Le gouvernement refuse toujours de fixer un seuil de température au-delà duquel le travail devrait être interrompu. Une position qui divise alors que les épisodes de chaleur extrême deviennent plus fréquents. Entre protection de la santé des salariés et continuité de l’activité économique, le débat est loin d’être tranché.
La dernière vague de chaleur a remis sur la table une question qui revient chaque été : à partir de quelle température devient-il dangereux de travailler ?
Interrogé à ce sujet, le ministre du Travail a écarté l’idée d’inscrire dans le Code du travail une température maximale autorisée. « Nous n’allons pas mettre le pays à l’arrêt car il fait 30 degrés », a-t-il déclaré, estimant qu’un seuil unique ne serait pas adapté à la diversité des situations professionnelles.
Cette prise de position relance un débat qui oppose depuis plusieurs années organisations syndicales, médecins du travail, employeurs et pouvoirs publics.
Aujourd’hui, aucun seuil de température n’existe
Contrairement à une idée largement répandue, le Code du travail ne fixe aucune température maximale au-delà de laquelle un salarié peut automatiquement cesser son activité.

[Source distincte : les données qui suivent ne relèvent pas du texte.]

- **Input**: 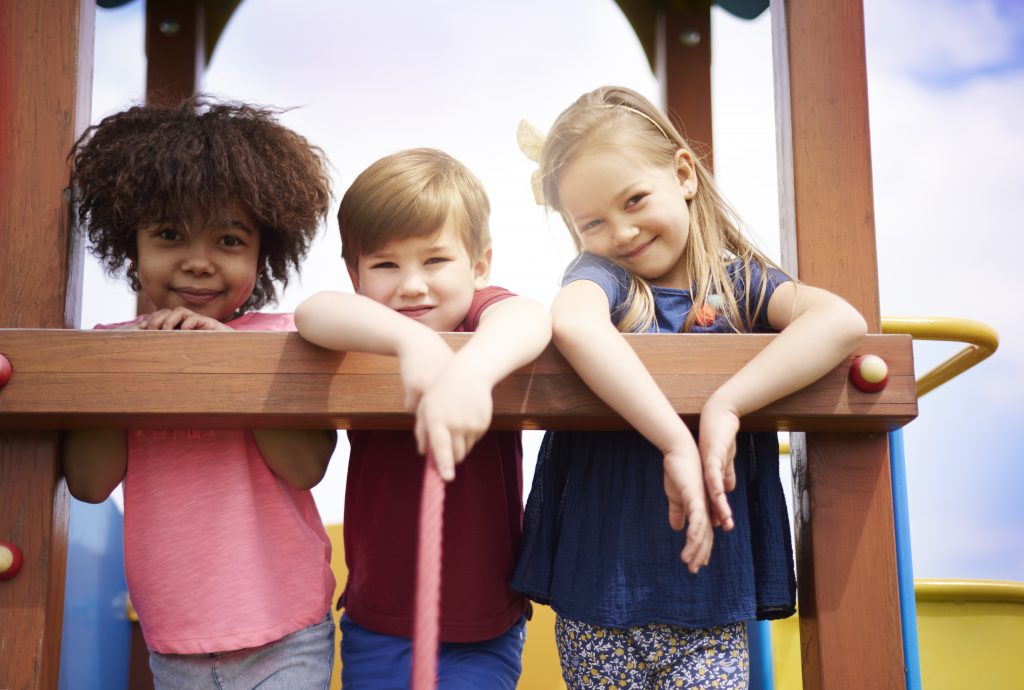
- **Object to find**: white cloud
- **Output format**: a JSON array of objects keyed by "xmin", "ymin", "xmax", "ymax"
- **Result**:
[{"xmin": 865, "ymin": 0, "xmax": 1023, "ymax": 82}]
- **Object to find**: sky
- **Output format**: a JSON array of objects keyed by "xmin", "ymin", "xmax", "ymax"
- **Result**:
[{"xmin": 82, "ymin": 0, "xmax": 1024, "ymax": 583}]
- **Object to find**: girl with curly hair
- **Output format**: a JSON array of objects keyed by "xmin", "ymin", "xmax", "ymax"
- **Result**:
[{"xmin": 62, "ymin": 98, "xmax": 338, "ymax": 689}]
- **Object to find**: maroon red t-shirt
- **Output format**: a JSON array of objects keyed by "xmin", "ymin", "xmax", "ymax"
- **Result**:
[{"xmin": 341, "ymin": 286, "xmax": 528, "ymax": 642}]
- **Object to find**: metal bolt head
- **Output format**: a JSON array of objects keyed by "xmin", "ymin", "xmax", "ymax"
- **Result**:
[
  {"xmin": 159, "ymin": 19, "xmax": 181, "ymax": 36},
  {"xmin": 679, "ymin": 30, "xmax": 702, "ymax": 47}
]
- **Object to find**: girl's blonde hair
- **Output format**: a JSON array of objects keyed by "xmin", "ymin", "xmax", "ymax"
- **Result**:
[{"xmin": 540, "ymin": 86, "xmax": 785, "ymax": 333}]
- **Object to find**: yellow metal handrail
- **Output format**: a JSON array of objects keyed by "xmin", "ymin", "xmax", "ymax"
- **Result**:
[
  {"xmin": 778, "ymin": 316, "xmax": 998, "ymax": 454},
  {"xmin": 881, "ymin": 317, "xmax": 999, "ymax": 397},
  {"xmin": 914, "ymin": 579, "xmax": 1024, "ymax": 605}
]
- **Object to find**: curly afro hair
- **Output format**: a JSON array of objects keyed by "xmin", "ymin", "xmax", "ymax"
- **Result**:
[{"xmin": 70, "ymin": 97, "xmax": 331, "ymax": 312}]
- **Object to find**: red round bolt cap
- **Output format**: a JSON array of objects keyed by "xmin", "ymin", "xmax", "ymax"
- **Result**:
[
  {"xmin": 0, "ymin": 354, "xmax": 11, "ymax": 388},
  {"xmin": 0, "ymin": 541, "xmax": 23, "ymax": 581},
  {"xmin": 849, "ymin": 354, "xmax": 889, "ymax": 393}
]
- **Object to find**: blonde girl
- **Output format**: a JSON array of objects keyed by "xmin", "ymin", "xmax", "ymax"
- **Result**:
[{"xmin": 511, "ymin": 86, "xmax": 866, "ymax": 689}]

Depuis le renforcement récent des règles liées aux fortes chaleurs, les employeurs doivent toutefois mettre en œuvre des mesures de prévention lorsque les vigilances canicule sont déclenchées :
- adaptation des horaires,
- accès à l’eau,
- aménagement des postes,
- limitation des efforts physiques,
- information des salariés,
- mise à disposition de zones de repos lorsque cela est possible.
L’approche française repose donc sur une obligation de prévention, et non sur un chiffre précis.
Les arguments en faveur d’un seuil légal
Pour les défenseurs d’une température maximale inscrite dans la loi, la multiplication des canicules change la donne.
Les fortes chaleurs augmentent les risques de déshydratation, de malaises, d’épuisement thermique et de coups de chaleur, parfois mortels. Les travailleurs du bâtiment, de l’agriculture, de la logistique ou encore de l’entretien des espaces verts sont particulièrement exposés, tout comme certains salariés travaillant dans des locaux mal ventilés.
Un seuil légal présenterait plusieurs avantages :
- une règle simple et facilement compréhensible ;
- une meilleure protection des salariés ;
- une réduction des interprétations entre employeurs et salariés ;
- un cadre clair pour les inspections du travail.
Les organisations syndicales soulignent également que les épisodes de chaleur extrême ne sont plus exceptionnels mais deviennent une réalité récurrente liée au changement climatique.
Les arguments contre
À l’inverse, le gouvernement et une partie des organisations patronales estiment qu’un seuil unique serait difficilement applicable.
En effet, 30 °C dans un bureau climatisé n’ont pas les mêmes conséquences que 30 °C sur un chantier exposé au soleil, ou dans un entrepôt où l’effort physique est important.
D’autres paramètres entrent également en compte :
- le taux d’humidité ;
- l’exposition directe au soleil ;
- l’intensité du travail physique ;
- la durée d’exposition ;
- les équipements de protection portés par les salariés.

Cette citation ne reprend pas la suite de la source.